Und siehe da, auf einmal beugte sie sich, ohne ein Wort zu sagen, vor, senkte den Kopf herab, streckte beide Arme vor, faßte mich um die Taille und legte ihr Gesicht auf meine Knie. Sie ergriff meine Hand, so daß ich glaubte, sie wolle sie küssen, aber sie führte sie an ihre Augen, und ein Strom heißer Tränen ergoß sich über sie. Ihr ganzer Leib wurde von dem Schluchzen erschüttert, aber sie weinte still. Mein Herz zog sich krampfhaft zusammen, obwohl ich gleichzeitig eine Art von Ärger verspürte. Aber sie umschlang mich ganz vertrauensvoll, ohne irgendwie zu fürchten, daß ich darüber böse werden könnte, obgleich sie mich den Augenblick vorher so ängstlich und sklavisch angelächelt hatte. Ich bat sie, sich zu beruhigen.
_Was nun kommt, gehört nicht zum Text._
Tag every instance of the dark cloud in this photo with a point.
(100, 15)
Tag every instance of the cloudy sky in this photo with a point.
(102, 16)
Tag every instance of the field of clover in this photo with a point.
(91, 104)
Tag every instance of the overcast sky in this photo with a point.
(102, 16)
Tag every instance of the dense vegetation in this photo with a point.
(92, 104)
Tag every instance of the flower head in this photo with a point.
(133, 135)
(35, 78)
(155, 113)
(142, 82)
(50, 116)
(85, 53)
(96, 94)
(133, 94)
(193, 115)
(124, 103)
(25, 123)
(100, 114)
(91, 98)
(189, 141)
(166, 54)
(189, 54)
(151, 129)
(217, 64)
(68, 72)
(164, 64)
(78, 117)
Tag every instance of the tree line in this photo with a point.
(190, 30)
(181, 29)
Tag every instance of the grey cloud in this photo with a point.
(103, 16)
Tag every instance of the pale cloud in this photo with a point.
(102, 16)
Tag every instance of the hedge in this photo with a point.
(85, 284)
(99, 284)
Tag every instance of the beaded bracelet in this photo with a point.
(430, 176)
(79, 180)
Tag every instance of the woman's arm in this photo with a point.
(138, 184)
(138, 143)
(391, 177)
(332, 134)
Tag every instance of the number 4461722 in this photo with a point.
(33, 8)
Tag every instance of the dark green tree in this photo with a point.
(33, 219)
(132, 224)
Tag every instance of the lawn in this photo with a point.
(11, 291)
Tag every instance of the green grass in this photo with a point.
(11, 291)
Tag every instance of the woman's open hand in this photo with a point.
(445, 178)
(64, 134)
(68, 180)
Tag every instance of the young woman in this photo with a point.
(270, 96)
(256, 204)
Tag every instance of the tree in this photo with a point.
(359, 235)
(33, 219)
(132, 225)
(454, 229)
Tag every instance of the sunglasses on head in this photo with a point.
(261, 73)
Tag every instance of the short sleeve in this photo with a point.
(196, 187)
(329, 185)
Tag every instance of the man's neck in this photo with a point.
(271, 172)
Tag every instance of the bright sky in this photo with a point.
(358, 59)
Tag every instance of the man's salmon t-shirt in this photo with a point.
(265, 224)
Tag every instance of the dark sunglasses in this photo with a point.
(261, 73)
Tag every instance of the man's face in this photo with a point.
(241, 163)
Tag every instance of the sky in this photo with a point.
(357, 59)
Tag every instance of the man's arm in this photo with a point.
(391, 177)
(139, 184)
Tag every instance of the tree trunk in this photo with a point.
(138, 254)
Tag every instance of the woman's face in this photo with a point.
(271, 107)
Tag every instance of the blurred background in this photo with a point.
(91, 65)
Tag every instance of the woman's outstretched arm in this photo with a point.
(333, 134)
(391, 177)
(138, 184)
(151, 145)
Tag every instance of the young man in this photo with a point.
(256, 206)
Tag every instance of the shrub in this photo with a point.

»Väterchen, Täubchen, ich weiß gar nicht mehr, was ich machen soll. Wenn es dämmrig wird, kann ich es nicht mehr aushalten; wenn es dämmrig wird, kann ich es gar nicht mehr aushalten: es treibt mich auf die Straße, in die Dunkelheit hinaus. Und was mich hinaustreibt, das ist eine seltsame Vorstellung. Es hat sich in meinem Kopf so eine Vorstellung festgesetzt, daß ich – sobald ich hinauskomme, sie auf einmal auf der Straße treffen werde. Ich gehe so dahin und meine sie zu sehen. Das heißt, es sind andere Leute, die da gehen, aber ich gehe mit Absicht hinter ihnen her und denke: ›Ist sie das nicht? Ist das nicht meine Olga?‹ Und so denke ich und denke ich immerzu. Und zuletzt werde ich ganz dumm im Kopf; und ich stoße immer gegen die Leute: ganz übel wird mir dabei. Wie eine Betrunkene torkele ich, und manche schimpfen über mich. Ich lebe schon ganz zurückgezogen und gehe zu keinem Menschen. Denn wohin ich auch komme – es wird mir nur noch schlechter. Da kam ich nun eben an Ihrem Hause vorbei und dachte: ›Ich will zu ihm gehen; er ist von allen der Beste und war auch damals mit dabei.‹ Väterchen, verzeihen Sie mir armem Weib; ich gehe gleich wieder weg ...«

Sie stand plötzlich auf und wollte eilig fort. In diesem Augenblick kam gerade Matwej; ich ließ sie zu mir in den Schlitten steigen und brachte sie unterwegs zu ihrem Haus, zur Wohnung der Frau Stolbejewa.